Home Our Diocese Stephen Ministry helps the hurting, grieving

Stephen Ministry helps the hurting, grieving




Dialog reporter

Group at Holy Rosary assists those dealing with crisis, hopes to see ministry expand to other parishes


CLAYMONT — When people are in need of an ear to bend, a group of lay ministers at Holy Rosary Parish in Claymont is there. They are members of the parish’s Stephen Ministry, trained caregivers who can assist anyone in physical or emotional distress.

“If someone in the parish knows someone who lost a loved one, or lost a home or something and they’re going through the grieving process,” they can request assistance. “They have to want us to come. We spend time each week with them and listen to them and help them get through the process,” said Helen Young, one of the leaders of the Stephen Ministry.

The ministry took root at the parish four years ago, when the pastor, Father John Gayton, and Sister Catherine Pisarczyk, the former longtime director of pastoral ministry, were searching for ways to expand Holy Rosary’s offerings. The pair recruited a small group to be leaders.

The Dialog/Mike LangMembers of the Stephen Ministry at Holy Rosary include Don Legg, Mary Finocchiaro and Judi Casper, (front row, from left) and Rose Legg, Helen Young, Dorothy Russell and Mary Gallagher (back row, from left).
Members of the Stephen Ministry at Holy Rosary include Don Legg, Mary Finocchiaro and Judi Casper, (front row, from left) and Rose Legg, Helen Young, Dorothy Russell and Mary Gallagher (back row, from left). (The Dialog/Mike Lang)

Rose and Don Legg had 14 years of experience in hospice care. Rose Legg said she liked the idea of being able to help someone.

“I can go out and listen and help someone that’s going through a divorce or the loss of a child or a husband, anything that’s hard in their life, they would know that they have someone there to support them and listen. It’s just a great honor,” she said.

Don Legg is the only man in the group, which limits the outreach to men since they work with people of the same gender. He said the key is to try to understand what that person is experiencing and “help them find God through you. The main thing is to let them talk.”

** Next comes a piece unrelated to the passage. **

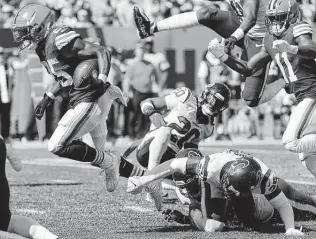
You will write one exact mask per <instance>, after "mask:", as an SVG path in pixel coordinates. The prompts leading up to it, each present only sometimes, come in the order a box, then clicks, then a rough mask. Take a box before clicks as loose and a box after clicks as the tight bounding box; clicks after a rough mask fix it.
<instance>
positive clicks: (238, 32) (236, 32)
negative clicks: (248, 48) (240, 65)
mask: <svg viewBox="0 0 316 239" xmlns="http://www.w3.org/2000/svg"><path fill="white" fill-rule="evenodd" d="M231 36H233V37H235V38H236V39H237V41H239V40H240V39H242V38H243V37H244V36H245V32H244V30H243V29H241V28H238V29H237V30H236V31H235V32H234V33H233V34H232V35H231Z"/></svg>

Stephen Ministry was founded by a Presbyterian minister in 1975 in St. Louis. It is named after St. Stephen, who is mentioned in the Acts of the Apostles as one of the seven deacons appointed to distribute aid to the poor. It is now in more than 12,000 congregations – including St. Elizabeth Ann Seton Parish in Bear – and more than 600,000 people have been trained as caregivers.

Stephen Ministers receive approximately 50 hours of training in one-on-one care. According to the Holy Rosary website, the pastor will always be “on the front lines of care,” but as the volunteers noted, Father Gayton and Father Leonard Kempski, a retired diocesan priest who lives at the parish, can only do so much.

Confidentiality is paramount. The ministers don’t talk about the people they see, even with each other.

“We wouldn’t even tell you if I was talking to your mom. If you came and asked questions, we wouldn’t even acknowledge that I go visit your mother,” Young said.

Going on that journey with a person benefits more than the care receiver, according to Mary Finocchiaro, one of the leaders. She recalled something that happened with a lady with whom she worked.

“I found that I got just as much out of visiting her as she got with me because her faith was what led her and kept her going,” Finocchiaro said. “She just loved our Lord so much, and she’s cancer-free right now.

“When someone has so much joy in God even when they’re going through such a sad experience, I just find that God works in both of us while we’re there.”

The ministers do the listening, but they do not offer recommendations on what their care receivers should do. There is a process through which other resources can be explained, but they note that they are not doctors or psychologists.

Their biggest attribute is the gift of “reflective listening, so that you’re not thinking of yourself. You’re thinking of the person and trying to understand what it is they’re having a problem with,” said Dorothy Russell, one of the leaders.

Judi Casper, who joined the ministry after coming to Holy Rosary and seeing a notice in the bulletin, said they don’t offer cures.

“We always say that Jesus is the care curer, not us. The main thing for us is listening,” she said.

They could use more volunteers, Finocchiaro said. She would like to see the program expand to more Catholic parishes in the diocese.

“There’s so much need right now. They need somebody to walk that walk with them and listen to them,” she said.

Russell said if more parishes had laypeople offering this service, it would lessen the burden on priests, many of whom are by themselves in parishes. Many Catholics, she said, automatically go to their priests when they need this type of assistance.

“They want the priest,” Rose Legg said. “They don’t want to talk to a lay person. And we think that is what is blocking us from blooming.”